Gloom filled the kitchen, but lights were on in the dining room.

“Susan?” Martie repeated, but again she went unanswered.

The apartment was full of conversation, but all the voices were those of the wind talking to itself. Chattering against the cedar-shingled roof. Hooting and jubilant in the eaves. Whistling at any chink and whispering at every window.

Darkness in the living room, all the shades down, drapes drawn. Darkness in the hall, too, but light spilling out of the bedroom, where the door stood wide. A hard fluorescent glow in the bath, the door only half open.

Hesitant, calling for Susan again, Martie went into the bedroom.
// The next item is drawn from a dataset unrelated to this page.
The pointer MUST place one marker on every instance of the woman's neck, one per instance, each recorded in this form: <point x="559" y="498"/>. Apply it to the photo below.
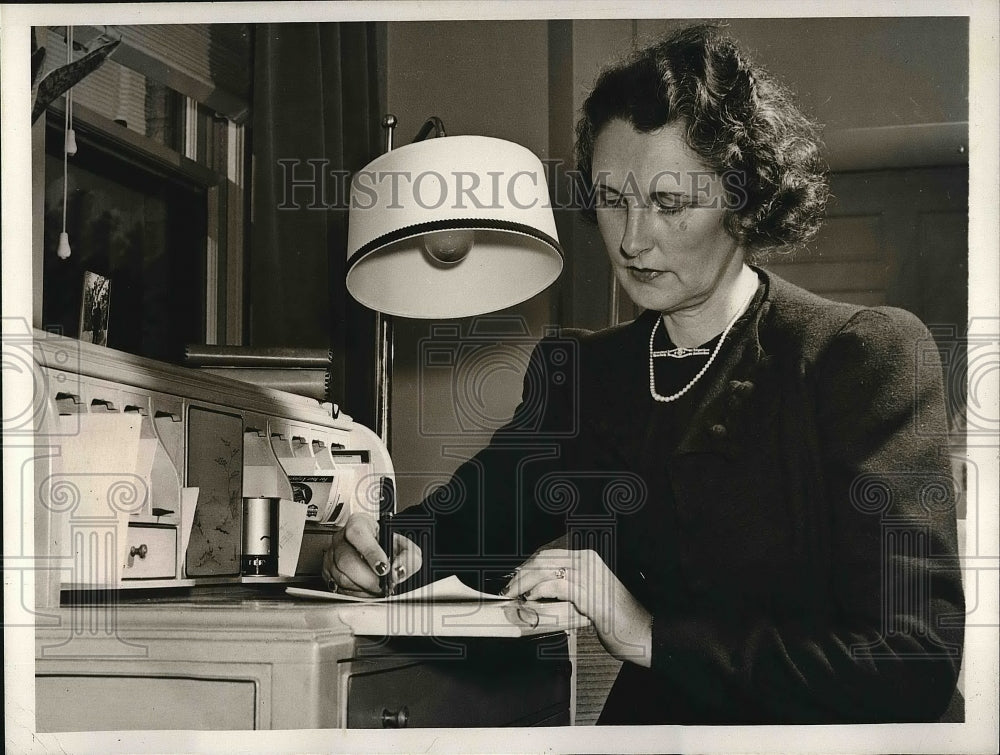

Hand on the bathroom door, even before he began to push it open, Dusty knew. The fragrance of rose water unsuccessfully masked an odor that vast trellises of roses could not have defeated.

She was not Susan anymore. Facial swelling from bacterial gas, greening of the skin, eyes goggling from the pressure in the skull, purge fluid draining from nostrils and mouth, that grotesque lolling of the tongue that makes each of us a dog in death: Thanks to the accelerant factor of the hot water in which she had died, she was already reduced by nature’s tiniest civilizations to the stuff of nightmares.